Python 3, an Illustrated Tour Transcripts
Lecture: Unicode in Files
0:01 In this video we'll discuss unicode in files in Python 3.
0:04 We talked about unicode in Python 3
0:06 and that Python 3 handles unicode natively
0:09 and the strings are natively unicode.
0:12 One thing to be aware of is that when Python reads in a text file,
0:16 it's going to use the system encoding
0:18 to determine what the encoding is on that file.
0:22 So you can run this command right here
0:24 locale.getprefferedencoding with faults passed in
0:28 and it will tell you what the encoding is on your system.
0:31 Typically, on most systems that's utf-8,
0:33 if that's not the case, you should be aware of that.
0:36 And in any case, you should be explicit about what your files are encoded in.
0:41 Here's an example of being explicit with writing output.
0:45 I have a unicode string that has the ohm (Ω) character in it.
0:49 Again, ASCII can't handle this,
0:52 but the cpe949 encoding can, that's a Korean encoding.
0:56 And so I'm going to make a file called ohm.core and I'm going to write to it,
1:02 note that I'm calling the W mode, I'm not saying binary
1:06 because I'm writing out a string to it.
1:10 So if you're writing out text,
1:12 you only open a file in read or write mode not in binary mode.
1:15 And then I specify the encoding being explicit here
1:18 and I'm saying that I'm going to encode this string
1:21 as the Korean cp949 encoding
1:25 and then with my file, I can call write and write my data out.
1:29 Now, this is a case where if I tried to read the file
1:33 without specifying the encoding
1:35 the encoding on my system again is utf-8
1:37 and if I'd simply try and open the file for reading and read from it,
1:40 I'll get a unicode decode error
1:42 that the utf-8 codec can't support that byte sequence.
1:45 That's because there is some combination
1:47 of characters in the Korean byte sequence
1:49 that utf-8 doesn't know how to decode
1:52 but if I specify my encoding here and I'm explicit
1:55 then I can read that data back and get back my original string.
1:58 Now, this used Korean,
2:01 typically, most files you're going to see these days are utf-8.
2:05 So this just shows us an example of being explicit
2:07 by being explicit, we can get around these encoding issues.

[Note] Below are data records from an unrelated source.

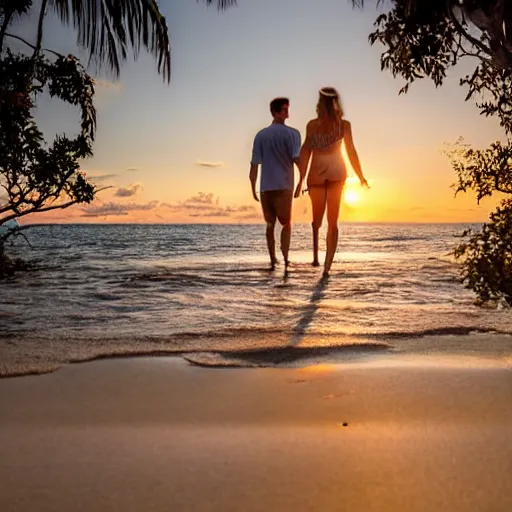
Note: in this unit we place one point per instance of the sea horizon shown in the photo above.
(205, 291)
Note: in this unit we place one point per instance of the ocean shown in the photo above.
(205, 292)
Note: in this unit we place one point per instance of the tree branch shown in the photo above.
(463, 31)
(39, 40)
(32, 46)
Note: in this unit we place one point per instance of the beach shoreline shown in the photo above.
(146, 433)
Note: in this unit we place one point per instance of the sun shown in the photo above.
(351, 197)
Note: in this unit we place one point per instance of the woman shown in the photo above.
(327, 173)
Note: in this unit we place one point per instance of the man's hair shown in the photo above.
(277, 104)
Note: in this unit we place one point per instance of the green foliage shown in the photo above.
(423, 39)
(34, 176)
(487, 257)
(484, 171)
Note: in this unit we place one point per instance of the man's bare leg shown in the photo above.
(271, 244)
(316, 230)
(283, 207)
(286, 233)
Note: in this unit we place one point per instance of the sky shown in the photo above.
(180, 152)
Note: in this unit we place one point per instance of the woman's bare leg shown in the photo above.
(318, 202)
(334, 190)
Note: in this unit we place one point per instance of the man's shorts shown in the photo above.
(277, 204)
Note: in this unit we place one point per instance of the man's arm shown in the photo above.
(253, 176)
(303, 161)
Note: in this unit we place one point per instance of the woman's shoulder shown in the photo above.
(312, 125)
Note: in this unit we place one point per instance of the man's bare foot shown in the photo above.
(273, 263)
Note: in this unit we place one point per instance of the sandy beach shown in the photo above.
(159, 434)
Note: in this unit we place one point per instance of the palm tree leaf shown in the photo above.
(221, 4)
(106, 28)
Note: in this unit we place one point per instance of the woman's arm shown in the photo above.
(352, 153)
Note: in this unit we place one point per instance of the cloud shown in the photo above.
(117, 209)
(206, 205)
(102, 177)
(129, 191)
(200, 198)
(203, 163)
(107, 84)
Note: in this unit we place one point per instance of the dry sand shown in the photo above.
(156, 434)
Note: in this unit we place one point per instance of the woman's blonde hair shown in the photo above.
(328, 108)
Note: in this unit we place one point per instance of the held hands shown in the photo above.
(298, 190)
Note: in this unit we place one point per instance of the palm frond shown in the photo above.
(221, 4)
(107, 28)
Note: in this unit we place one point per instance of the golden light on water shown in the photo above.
(351, 197)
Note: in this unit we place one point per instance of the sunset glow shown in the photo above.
(351, 197)
(180, 153)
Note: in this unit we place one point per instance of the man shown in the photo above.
(276, 148)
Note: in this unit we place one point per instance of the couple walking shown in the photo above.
(277, 147)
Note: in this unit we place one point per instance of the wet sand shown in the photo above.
(156, 434)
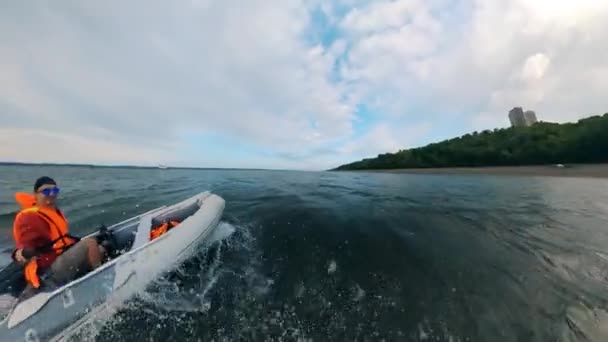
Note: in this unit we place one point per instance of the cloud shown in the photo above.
(285, 80)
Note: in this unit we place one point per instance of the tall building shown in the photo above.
(517, 118)
(530, 117)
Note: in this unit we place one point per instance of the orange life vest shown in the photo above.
(58, 226)
(162, 229)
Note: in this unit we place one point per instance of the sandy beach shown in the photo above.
(581, 171)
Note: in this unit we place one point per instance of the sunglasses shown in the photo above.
(49, 191)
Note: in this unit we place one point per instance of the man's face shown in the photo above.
(46, 196)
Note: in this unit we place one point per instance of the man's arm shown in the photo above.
(32, 232)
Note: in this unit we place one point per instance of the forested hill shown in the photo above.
(585, 141)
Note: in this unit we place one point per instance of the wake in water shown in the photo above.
(174, 293)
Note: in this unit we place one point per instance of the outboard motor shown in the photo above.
(106, 239)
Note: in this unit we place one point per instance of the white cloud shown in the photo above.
(102, 73)
(241, 70)
(385, 137)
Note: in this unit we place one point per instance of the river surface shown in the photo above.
(355, 256)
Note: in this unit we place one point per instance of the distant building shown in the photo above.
(530, 117)
(519, 118)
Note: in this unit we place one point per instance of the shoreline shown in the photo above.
(575, 170)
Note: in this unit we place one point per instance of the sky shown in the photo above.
(285, 84)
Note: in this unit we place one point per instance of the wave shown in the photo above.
(164, 299)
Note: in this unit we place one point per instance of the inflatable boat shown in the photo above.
(139, 253)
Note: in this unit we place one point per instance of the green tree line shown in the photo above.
(585, 141)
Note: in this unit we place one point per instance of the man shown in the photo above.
(43, 243)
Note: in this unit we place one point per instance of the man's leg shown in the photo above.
(78, 260)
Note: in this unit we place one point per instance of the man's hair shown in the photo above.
(44, 180)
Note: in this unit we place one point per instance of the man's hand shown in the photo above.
(19, 257)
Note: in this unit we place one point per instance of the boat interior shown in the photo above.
(117, 240)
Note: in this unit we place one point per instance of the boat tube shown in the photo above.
(137, 257)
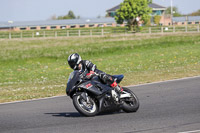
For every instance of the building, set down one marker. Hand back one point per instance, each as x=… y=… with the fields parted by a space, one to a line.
x=186 y=20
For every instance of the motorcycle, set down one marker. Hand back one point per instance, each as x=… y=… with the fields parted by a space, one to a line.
x=91 y=96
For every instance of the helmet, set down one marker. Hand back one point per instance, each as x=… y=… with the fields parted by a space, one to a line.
x=74 y=60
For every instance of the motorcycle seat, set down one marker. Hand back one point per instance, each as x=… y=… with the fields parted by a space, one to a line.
x=118 y=77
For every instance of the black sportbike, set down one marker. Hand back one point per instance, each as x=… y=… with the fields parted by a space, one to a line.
x=91 y=96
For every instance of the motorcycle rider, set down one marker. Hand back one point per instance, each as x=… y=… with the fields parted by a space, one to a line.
x=76 y=63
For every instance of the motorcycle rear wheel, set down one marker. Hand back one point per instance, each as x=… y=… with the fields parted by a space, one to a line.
x=83 y=107
x=130 y=104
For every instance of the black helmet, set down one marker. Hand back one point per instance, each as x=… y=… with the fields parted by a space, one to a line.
x=74 y=60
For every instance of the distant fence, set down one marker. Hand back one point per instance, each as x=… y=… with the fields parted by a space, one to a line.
x=94 y=32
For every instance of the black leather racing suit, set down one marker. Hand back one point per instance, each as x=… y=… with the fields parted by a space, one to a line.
x=89 y=66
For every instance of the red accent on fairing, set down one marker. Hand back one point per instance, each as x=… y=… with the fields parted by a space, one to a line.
x=114 y=84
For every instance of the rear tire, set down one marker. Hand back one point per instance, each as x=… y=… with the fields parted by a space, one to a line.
x=130 y=104
x=84 y=108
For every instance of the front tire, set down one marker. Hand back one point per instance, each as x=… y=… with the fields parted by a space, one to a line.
x=130 y=104
x=83 y=107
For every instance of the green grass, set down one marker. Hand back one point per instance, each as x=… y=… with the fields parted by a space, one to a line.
x=32 y=68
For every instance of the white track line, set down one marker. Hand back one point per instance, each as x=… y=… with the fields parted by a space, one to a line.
x=126 y=86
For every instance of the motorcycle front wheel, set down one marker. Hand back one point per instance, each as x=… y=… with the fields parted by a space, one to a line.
x=84 y=107
x=130 y=104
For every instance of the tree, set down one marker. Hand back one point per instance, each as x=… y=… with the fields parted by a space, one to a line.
x=133 y=10
x=197 y=13
x=175 y=11
x=157 y=19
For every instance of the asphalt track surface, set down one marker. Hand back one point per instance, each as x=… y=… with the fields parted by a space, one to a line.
x=165 y=107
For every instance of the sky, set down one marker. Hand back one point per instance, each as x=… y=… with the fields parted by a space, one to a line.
x=38 y=10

2:10 If we happen to have binary data,
2:13 note that binary data is what we send over the wire
2:16 or what we write to files.
2:19 If we have binary data, we don't specify the encoding here.
2:22 So here I'm saying I'm going to write a binary file
2:25 and I'm specifying the encoding
2:27 and Python throws an error and it says
2:29 the binary mode doesn't take an encoding argument.

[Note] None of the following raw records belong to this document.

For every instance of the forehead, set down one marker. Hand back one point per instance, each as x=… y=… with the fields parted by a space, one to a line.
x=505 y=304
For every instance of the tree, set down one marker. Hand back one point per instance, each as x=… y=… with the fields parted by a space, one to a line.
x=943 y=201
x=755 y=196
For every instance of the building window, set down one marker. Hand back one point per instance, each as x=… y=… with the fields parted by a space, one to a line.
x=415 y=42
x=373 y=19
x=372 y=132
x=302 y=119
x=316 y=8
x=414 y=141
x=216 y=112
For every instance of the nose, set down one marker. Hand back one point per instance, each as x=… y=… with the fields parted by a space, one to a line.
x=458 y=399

2:32 Again, we want to be explicit here
2:36 and remember that binary is what we send over the wire
2:40 over the network on a file and that is already encoded
2:44 so you don't need to specify an encoding,
2:47 it's a sequence of bytes.
2:49 If you open something for binary
2:51 it's just going to lay down that sequence of bytes.
2:53 So I hope you understand a little bit more
2:55 about reading and writing files that have alternate encodings in Python.
3:00 One of the best practices of Python is being explicit.
3:03 So when you're writing a text file
3:06 you want to be explicit about what encoding you're using,
3:09 especially if you're using characters
3:11 that aren't ASCII or commonly used characters.